In order for an individual to show they were mistreated and/or retaliated against for whistleblowing, they should be able to show the following:
- After reporting their employer, they were the recipient any negative employment actions;
- The reported information is indicative of a law violation;
- To whom and when the individual reported it;
- Whether or not management was aware of the whistleblowing event; and
- If the reporting of the event contributed to the personal attack.
A whistleblower claim should be reported immediately. It should be reported to an attorney and/or the appropriate government official and/or agency. If a claim becomes public knowledge, it will likely be denied and the whistleblower will not be afforded protections.
In addition, although numerous whistleblower laws exist, most do not permit an employee to immediately file a lawsuit for wrongful termination. This complaint is usually handled on an administrative level first and then filed with the EEOC or OSHA. If the issue is not resolved, an administrative judge may be appointed to oversee the complaint.
What Can I Do If I Have Experienced Whistleblower Retaliation in California?

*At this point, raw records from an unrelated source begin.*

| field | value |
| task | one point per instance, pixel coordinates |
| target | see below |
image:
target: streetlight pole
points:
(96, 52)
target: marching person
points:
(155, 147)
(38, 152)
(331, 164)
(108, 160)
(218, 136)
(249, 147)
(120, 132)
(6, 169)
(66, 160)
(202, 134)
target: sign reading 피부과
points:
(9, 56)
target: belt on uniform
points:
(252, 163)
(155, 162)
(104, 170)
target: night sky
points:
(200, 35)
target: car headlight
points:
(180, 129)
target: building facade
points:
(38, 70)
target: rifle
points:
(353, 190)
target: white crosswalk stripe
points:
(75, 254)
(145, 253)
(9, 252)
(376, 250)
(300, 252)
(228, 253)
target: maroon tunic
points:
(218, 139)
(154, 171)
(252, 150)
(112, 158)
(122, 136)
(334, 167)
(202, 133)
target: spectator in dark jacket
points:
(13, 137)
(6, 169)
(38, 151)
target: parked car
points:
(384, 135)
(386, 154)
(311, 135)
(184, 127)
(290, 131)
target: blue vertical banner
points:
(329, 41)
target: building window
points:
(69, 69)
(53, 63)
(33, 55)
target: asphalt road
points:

California has a specific reporting process for employees who are seeking whistleblower protection. First, an employee must report the issue to the employer. As noted above, California law requires that public entities and private companies have internal procedural mechanisms to deal with possible legal issues. If the entity or company ignores the claim and retaliates against the whistleblowing employee, that employee may take legal action.
The employee’s next step is to file a workplace retaliation complaint with the Division of Labor Standards Enforcement (DLSE). California state investigators will review the employer’s practices. An employee typically has 6 months after the retaliatory action takes place to file a complaint.
An employee may also file a civil lawsuit against the employer for monetary damages. Typically, the claim will be a wrongful discharge lawsuit or a general whistleblower lawsuit, but an attorney will be able to determine which claims apply. An employee has 2 years to file this type of claim.
Do I Need a California Attorney for Help with Whistleblower Laws?
Yes, it is important to have the help of a California attorney for any whistleblower claims. As discussed above, there are several federal and state laws that may apply in a whistleblower case. These cases may be complex and require specialized knowledge.
In addition, it may be difficult to prove that you were wrongfully terminated because of your whistleblowing report. If you believe you were terminated in retaliation, you should seek the help of an employment law attorney as soon as possible. An attorney can review your case, determine the best course of action for your claim, and represent you during court proceedings, if necessary.